Abstract

Mitogen-activated protein kinase (MAPK) cascades, with each cascade consisting of a MAPK kinase kinase (MAPKKK), a MAPK kinase (MAPKK) and a MAPK, have important roles in different biological processes. However, the signal transduction in rice MAPK cascades remains to be elucidated. We show that the structural non-canonical MAPKK, MPKK10.2, enhances rice resistance to Xanthomonas oryzae pv. oryzicola (Xoc), which causes bacterial streak disease, and increases rice tolerance to drought stress by phosphorylating and activating two MAPKs, MPK6 and MPK3, respectively. MPKK10.2-overexpressing (oe) plants showed enhanced resistance to both Xoc and drought, whereas MPKK10.2-RNA interference (RNAi) plants had increased sensitivity to both Xoc and drought. MPKK10.2 physically interacted with MPK6 and MPK3, and phosphorylated the two MAPKs in vivo.
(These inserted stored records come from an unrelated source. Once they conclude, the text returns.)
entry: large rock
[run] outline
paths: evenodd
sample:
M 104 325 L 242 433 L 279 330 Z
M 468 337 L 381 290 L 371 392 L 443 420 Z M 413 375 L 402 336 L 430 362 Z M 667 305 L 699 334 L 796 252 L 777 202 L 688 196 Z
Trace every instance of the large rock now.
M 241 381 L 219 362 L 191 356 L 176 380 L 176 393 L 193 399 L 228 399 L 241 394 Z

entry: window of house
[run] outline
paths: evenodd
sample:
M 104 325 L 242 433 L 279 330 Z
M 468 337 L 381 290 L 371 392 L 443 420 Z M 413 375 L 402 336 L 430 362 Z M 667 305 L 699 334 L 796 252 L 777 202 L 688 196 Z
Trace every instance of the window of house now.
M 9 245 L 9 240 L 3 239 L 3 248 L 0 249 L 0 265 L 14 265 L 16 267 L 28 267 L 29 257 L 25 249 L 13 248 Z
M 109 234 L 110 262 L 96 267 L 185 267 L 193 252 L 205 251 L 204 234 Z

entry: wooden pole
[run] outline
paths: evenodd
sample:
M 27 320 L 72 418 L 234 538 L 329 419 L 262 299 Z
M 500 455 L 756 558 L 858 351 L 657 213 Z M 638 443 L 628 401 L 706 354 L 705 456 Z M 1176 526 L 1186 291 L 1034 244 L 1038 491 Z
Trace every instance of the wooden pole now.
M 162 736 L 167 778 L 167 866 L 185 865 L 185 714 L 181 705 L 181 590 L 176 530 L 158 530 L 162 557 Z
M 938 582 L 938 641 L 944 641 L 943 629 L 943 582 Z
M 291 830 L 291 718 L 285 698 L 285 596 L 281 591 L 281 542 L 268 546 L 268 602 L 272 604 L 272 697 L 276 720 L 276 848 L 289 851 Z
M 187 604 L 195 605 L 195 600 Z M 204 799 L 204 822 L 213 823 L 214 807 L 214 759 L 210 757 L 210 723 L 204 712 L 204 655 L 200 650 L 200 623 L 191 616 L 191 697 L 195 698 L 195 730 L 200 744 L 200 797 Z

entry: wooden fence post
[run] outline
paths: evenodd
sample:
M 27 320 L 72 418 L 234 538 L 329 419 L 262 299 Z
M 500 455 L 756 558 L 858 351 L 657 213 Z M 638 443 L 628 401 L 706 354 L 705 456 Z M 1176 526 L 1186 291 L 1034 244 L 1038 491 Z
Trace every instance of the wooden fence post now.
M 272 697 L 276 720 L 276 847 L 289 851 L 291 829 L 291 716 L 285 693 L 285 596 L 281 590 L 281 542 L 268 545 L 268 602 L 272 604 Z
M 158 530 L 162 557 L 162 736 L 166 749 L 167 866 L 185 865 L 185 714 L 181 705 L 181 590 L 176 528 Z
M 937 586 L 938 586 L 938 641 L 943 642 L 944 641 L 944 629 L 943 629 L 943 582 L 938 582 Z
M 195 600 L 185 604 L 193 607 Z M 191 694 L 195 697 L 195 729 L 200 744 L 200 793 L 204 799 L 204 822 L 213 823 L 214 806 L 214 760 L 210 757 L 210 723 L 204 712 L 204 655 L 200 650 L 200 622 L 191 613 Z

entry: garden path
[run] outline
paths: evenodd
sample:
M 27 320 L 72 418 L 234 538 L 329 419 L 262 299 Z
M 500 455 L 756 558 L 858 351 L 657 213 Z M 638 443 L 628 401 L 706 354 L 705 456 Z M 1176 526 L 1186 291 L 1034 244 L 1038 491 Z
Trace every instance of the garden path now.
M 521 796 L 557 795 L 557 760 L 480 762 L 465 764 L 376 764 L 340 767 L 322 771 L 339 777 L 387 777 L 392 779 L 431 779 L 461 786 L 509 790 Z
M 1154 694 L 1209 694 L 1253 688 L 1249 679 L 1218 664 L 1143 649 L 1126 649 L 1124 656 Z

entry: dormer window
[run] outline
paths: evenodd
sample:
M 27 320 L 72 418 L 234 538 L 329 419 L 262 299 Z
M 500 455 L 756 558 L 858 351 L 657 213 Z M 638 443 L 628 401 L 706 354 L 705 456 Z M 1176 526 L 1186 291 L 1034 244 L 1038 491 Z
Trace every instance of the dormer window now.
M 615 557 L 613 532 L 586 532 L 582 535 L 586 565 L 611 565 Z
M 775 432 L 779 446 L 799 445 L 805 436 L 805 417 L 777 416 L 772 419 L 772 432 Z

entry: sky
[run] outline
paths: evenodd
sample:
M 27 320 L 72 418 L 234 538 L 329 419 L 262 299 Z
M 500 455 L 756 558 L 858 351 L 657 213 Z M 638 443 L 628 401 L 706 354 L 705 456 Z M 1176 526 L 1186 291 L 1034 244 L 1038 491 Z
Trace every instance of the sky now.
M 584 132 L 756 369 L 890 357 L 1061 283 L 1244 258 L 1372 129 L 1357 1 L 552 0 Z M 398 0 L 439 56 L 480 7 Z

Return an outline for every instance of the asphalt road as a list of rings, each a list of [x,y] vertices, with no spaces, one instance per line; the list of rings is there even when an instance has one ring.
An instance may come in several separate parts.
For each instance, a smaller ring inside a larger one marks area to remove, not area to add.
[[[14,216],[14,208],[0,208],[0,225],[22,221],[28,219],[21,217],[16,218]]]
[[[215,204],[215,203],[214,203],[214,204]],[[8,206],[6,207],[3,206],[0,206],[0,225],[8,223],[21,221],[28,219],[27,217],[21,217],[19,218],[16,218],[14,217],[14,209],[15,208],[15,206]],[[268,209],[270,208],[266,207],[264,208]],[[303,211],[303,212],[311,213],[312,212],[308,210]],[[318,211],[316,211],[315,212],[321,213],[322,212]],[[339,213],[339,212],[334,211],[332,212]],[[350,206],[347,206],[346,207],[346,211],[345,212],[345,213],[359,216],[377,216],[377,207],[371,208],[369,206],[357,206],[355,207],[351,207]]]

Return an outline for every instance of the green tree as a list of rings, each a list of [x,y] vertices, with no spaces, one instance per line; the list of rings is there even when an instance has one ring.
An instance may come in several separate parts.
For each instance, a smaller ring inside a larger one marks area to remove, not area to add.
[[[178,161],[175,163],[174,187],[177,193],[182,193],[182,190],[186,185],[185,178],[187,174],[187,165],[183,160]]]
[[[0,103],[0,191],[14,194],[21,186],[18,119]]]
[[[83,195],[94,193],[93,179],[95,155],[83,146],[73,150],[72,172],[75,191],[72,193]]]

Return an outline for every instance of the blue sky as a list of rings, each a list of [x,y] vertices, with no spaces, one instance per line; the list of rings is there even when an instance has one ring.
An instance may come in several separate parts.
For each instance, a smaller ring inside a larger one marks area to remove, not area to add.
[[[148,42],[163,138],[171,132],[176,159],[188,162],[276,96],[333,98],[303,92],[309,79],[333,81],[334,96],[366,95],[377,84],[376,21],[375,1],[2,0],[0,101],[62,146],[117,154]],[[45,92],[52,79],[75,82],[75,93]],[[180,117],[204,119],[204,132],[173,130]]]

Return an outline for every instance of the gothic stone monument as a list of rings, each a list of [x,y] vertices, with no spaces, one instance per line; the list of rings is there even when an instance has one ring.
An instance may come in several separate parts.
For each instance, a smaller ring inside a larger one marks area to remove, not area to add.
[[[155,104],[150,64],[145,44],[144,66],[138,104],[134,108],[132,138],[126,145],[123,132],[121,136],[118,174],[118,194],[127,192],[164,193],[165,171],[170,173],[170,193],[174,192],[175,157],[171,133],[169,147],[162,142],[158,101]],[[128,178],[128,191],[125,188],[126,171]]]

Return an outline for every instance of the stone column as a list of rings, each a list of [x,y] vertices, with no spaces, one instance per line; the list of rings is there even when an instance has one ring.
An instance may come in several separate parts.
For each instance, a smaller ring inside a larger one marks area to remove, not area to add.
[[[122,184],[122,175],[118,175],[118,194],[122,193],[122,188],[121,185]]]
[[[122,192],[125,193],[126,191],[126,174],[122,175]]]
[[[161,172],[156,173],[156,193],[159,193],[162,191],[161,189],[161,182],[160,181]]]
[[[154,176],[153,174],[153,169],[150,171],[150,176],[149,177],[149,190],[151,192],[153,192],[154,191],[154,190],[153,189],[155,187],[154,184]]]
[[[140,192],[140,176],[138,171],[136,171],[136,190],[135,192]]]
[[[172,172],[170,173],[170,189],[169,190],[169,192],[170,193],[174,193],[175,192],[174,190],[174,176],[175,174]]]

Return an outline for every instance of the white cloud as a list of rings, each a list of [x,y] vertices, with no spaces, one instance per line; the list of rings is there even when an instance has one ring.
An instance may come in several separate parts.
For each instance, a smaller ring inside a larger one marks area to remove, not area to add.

Transcriptionally modulating MPKK10.2 influenced MPK6 phosphorylation during rice-Xoc interaction, and MPKK10.2-oe/MPK6-RNAi double mutants showed increased sensitivity to Xoc. MPKK10.2-oe/MPK3-RNAi double mutants showed survival rates similar to those of control plants, although the survival rates of MPKK10.2 transgenic plants changed after drought stress. These results suggest that MPKK10.2 is a node involved in rice response to biotic and abiotic responses by functioning in the cross-point of two MAPK cascades leading to Xoc resistance and drought tolerance.